Режнак заразительно рассмеялся.
— «Примитивное эпикурейство»? Скажете тоже! Что ж, удачи в работе, уважаемые коллеги. Что у нас дальше, господин Стейнберг — отдел статистики?
Прежде, чем кто-нибудь опомнился, Режнак развернул коляску и покатил к выходу. Стейнберг бросился следом.
— Ох ты ж да… — Марк осекся на полуслове и уставился на закрывшуюся за ними дверь. На лице его недоумение смешивалось с восхищением и досадой.
— Кто-нибудь что-нибудь понимает? — нервным тоном спросил второй оператор.
— Режнак, надо полагать, понимает. — Алекс, силясь сдержать раздражение, вернул микрофон на стойку. — Я — нет.
Он самолично устраивал Лехману банкет на трехмачтовой яхте, винную дегустацию в Бордо, вечеринку в данс-хаусе с девицами, до которых Розе, при всех ее прелестях, было далеко! Но проклятая зеркальная комната с разомкнутыми кругами на полу только мигала две-три секунды, и вновь обретала четкость, запирая Лехмана внутри. А тут — оп! — и все. Измотанный, но довольный клиент уже покидает палату, еще не подозревая о том, что провел в системе намного больше положенных трех часов. Алекс даже сказать толком ничего не успел: такое простое и неказистое вербальное внушение никак не могло, не должно было сработать!
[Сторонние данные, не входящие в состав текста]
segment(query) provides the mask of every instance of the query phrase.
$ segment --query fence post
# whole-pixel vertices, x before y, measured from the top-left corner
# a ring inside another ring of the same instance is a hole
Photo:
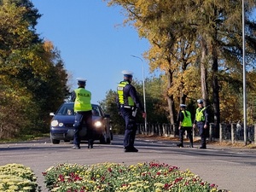
[[[235,143],[235,124],[231,124],[231,143]]]
[[[209,127],[209,140],[210,142],[212,141],[212,123],[210,124],[210,127]]]
[[[254,128],[254,145],[256,145],[256,124],[253,126]]]
[[[223,127],[224,124],[219,124],[219,142],[222,143],[222,132],[223,132]]]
Однако — сработало. К лучшему, что сработало — меньше поводов для недовольства Стейнбергу, и Лехману меньше проблем: тридцать шесть часов в системе большого вреда не наносили, но и полезны, конечно, не были. А брейк-сейверам теперь не было нужды до конца смены, пытаясь наугад вытащить «зависшего», любоваться зеркальной комнатой с кругами на полу. Последнее, безусловно, радовало…
… но того воодушевления, какое обыкновенно охватывало группу после решения задачи, не было. Они оказались будто бы ни при чем: взлом, по сути, провел Режнак, и не удосужился объяснить — как.
Сперва рассуждали о том, как, но ни к чему так и не пришли. Затем стали спорить, почему: считал ли Режнак объяснение очевидным, или же решил, что «уважаемым коллегам» стоит самим поломать головы? Марк заказал с кухни кофе и вызволил из шкафа Доброго Джека.
Добрый Джек — маленький, сплошь покрытый ядовитыми колючками кактус — появился у Марка три года назад и стал всеобщим любимцем: проникся даже Стейнберг, и, нервно косясь на служебную инструкцию, разрешил оставить в отделе — с условием, что тот не будет попадаться на глаза посторонним. Джека, вместе с повесткой в суд, прислала на адрес филиала одна вздорная, преклонных лет, клиентка, чью запись брейк-сейверам пришлось-таки использовать: Стейнберг считал ядовитый кактус подарком поучительным и потому полезным. Алекс, вероятно, тоже бы так считал, если б сам не участвовал в расшифровке той записи. Старуха — никогда в жизни не интересовавшаяся цветоводством — все три часа сеанса наблюдала за цветением этих самых кактусов в марсианской пустыне: вычитала где-то, что зрелище это невероятно полезно для здоровья… Тогда как «зависла» она в образе огромной кучи шуршащей фольги, ассоциированной для нее, по-видимому, с лекарственными упаковками. Поди взломай такое без расшифровки!
Хотя каждый случай, когда приходилось вскрывать запись, оборачивался неприятностями, Алекс такие случаи любил: «любопытство — не порок, а свойство организма», как часто говорил в интервью кто-то из светил нейронауки. Возможно, все тот же Анджей Режнак. Записью Лехмана, если бы профессор не вмешался, занималась бы следующая смена, так что тут Алекс ничего не терял — но случившееся не давало покоя. Словно без причины и повода ткнули носом в воду, а затем усадили в лодку без весел: плыви, мол! А куда, зачем, как — да как хочешь…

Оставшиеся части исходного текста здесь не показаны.